The disappearance of Amelia Earhart on her flight to circle the globe in 1937 is one of those great mysteries that have captured imaginations and curiosities for almost a century now. From an expedition 5 years ago led with the support of then Secretary of State Hilary Clinton, to updates about new evidence, it’s a case that’s puzzled and mystified experts. Could it be what we were missing these 80 years were … dogs?
National Geographic thinks that may be the case, as a new expedition organized by the International Group for Historic Aircraft Recovery (TIGHAR) embarks on a journey to Nikumaroro, an island near Fiji, with four forensic border collies on June 24th. The team is working with the “Nikumaroro hypothesis” which suggests that Earhart and navigator Fred Noonan could not find their original destination of Howland Island and went there instead. Bones previously found on the island (which were unfortunately lost), also contribute to this theory. Senior archaeologist Tom King calls it “less of a shot in the dark than any expedition we’ve had.”
Archaeologist in residence at the National Geographic Society Fred Hiebert spoke on the method, asserting that “No other technology is more sophisticated than the dogs. They have a higher rate of success identifying things than ground-penetrating radar.”

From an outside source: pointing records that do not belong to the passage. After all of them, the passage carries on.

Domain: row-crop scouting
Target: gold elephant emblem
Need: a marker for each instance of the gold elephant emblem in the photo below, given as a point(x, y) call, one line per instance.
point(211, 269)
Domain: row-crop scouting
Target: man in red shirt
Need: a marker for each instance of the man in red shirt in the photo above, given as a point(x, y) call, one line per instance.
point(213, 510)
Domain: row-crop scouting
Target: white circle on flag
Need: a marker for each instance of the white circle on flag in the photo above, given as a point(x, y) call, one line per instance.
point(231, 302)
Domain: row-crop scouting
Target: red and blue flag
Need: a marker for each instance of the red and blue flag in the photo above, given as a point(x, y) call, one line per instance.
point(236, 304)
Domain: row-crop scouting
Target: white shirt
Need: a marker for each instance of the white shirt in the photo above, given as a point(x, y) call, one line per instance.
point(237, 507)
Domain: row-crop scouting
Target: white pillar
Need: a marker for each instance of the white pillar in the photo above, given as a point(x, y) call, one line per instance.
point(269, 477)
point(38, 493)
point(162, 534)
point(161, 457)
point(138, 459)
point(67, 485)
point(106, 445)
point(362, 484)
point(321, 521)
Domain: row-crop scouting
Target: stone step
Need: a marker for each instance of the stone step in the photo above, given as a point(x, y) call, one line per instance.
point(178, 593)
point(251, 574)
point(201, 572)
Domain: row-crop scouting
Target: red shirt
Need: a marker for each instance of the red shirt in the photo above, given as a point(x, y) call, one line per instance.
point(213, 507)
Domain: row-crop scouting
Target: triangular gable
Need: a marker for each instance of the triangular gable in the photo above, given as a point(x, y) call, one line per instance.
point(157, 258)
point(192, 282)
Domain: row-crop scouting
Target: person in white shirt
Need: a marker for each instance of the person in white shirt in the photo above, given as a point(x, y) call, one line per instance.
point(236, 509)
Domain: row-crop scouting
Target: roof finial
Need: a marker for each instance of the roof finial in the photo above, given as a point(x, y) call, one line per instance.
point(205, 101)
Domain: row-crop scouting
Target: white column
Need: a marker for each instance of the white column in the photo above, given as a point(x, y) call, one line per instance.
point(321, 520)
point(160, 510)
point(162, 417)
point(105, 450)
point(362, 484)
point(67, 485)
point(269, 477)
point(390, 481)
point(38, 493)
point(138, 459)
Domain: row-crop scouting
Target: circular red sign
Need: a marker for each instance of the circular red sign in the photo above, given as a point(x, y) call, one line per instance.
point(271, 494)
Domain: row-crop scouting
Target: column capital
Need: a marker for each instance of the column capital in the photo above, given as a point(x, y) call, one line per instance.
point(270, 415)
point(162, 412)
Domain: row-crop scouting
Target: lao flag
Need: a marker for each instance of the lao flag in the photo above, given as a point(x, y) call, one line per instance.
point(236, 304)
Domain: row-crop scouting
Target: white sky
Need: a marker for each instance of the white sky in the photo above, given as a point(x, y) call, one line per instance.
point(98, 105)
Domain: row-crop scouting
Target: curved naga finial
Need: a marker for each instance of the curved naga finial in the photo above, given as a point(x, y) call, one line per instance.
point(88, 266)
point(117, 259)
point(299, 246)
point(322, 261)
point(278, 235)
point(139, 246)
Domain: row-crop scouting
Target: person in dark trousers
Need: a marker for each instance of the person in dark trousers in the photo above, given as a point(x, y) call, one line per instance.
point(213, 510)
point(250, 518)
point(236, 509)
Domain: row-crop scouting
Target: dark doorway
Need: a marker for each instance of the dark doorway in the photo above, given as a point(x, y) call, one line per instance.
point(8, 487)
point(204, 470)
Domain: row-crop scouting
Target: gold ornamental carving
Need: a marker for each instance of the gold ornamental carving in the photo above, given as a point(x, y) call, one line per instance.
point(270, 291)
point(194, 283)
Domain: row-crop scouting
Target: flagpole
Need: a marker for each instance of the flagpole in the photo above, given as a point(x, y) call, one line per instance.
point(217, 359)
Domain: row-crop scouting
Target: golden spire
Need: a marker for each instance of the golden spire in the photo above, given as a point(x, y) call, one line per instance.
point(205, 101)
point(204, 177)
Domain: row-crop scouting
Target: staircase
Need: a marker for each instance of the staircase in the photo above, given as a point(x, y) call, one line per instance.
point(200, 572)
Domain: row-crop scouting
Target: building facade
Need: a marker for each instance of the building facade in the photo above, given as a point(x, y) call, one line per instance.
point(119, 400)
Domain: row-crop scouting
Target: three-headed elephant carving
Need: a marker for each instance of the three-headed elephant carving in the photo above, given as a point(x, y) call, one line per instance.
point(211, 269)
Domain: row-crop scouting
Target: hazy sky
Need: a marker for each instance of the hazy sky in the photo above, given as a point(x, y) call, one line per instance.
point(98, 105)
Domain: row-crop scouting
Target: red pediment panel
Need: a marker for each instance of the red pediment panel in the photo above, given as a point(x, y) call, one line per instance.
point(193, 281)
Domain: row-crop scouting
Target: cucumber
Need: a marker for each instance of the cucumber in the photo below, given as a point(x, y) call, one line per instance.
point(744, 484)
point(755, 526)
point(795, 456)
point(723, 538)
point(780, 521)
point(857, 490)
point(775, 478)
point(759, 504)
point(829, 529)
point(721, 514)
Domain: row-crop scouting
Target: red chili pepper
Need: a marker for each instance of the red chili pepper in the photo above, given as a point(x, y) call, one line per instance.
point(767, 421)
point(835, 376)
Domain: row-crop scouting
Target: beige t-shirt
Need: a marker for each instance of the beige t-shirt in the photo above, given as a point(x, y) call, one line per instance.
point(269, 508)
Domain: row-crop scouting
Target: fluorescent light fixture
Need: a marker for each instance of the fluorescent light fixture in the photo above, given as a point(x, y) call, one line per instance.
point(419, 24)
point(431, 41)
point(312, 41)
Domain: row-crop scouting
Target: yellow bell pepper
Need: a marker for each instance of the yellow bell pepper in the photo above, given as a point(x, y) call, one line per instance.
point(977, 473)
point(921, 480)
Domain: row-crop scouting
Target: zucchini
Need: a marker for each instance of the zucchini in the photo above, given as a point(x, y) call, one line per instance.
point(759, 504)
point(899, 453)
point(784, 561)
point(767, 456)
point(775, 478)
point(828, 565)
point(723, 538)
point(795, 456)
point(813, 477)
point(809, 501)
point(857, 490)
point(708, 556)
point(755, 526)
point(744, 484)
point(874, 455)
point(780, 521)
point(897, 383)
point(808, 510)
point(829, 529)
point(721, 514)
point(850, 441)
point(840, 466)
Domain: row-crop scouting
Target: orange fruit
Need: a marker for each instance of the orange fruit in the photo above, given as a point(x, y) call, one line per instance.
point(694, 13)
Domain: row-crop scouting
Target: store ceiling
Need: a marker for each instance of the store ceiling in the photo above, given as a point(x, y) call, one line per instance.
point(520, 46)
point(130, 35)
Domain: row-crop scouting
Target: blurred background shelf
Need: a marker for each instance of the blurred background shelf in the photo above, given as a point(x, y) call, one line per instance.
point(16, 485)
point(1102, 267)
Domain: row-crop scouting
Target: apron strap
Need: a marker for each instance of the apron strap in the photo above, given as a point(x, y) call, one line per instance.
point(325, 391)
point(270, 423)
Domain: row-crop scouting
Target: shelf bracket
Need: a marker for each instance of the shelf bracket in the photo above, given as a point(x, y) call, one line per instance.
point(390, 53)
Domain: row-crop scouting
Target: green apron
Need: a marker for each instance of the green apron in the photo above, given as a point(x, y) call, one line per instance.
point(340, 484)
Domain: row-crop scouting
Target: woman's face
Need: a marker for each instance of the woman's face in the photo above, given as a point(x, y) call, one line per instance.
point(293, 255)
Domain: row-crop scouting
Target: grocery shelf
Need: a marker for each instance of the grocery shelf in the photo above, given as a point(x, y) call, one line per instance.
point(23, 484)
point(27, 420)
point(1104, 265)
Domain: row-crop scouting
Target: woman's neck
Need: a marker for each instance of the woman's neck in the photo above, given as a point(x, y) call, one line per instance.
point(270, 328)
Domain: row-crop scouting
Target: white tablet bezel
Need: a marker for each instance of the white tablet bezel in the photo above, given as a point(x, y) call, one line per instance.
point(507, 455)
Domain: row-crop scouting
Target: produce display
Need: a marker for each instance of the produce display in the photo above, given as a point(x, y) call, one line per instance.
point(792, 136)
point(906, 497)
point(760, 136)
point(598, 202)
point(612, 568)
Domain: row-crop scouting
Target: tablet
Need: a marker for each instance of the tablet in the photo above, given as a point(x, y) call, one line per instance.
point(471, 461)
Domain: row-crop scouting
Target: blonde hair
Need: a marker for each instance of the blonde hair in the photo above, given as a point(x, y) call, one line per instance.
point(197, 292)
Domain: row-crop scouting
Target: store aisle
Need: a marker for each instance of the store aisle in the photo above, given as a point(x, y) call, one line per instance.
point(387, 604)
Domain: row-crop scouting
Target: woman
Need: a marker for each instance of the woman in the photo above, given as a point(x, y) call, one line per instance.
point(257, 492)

These aren’t just your average dogs either. Coming from the Institute for Canine Forensics, Nat Geo points out that these dogs have “nosed out burial sites as deep as nine feet and as old as 1,500 years.” Their names, in case you were curious, are Berkeley, Piper, Marcy, and Kayle. While the temperature may cause some challenges, Hiebert says that if successful, “it will be the discovery of a lifetime.”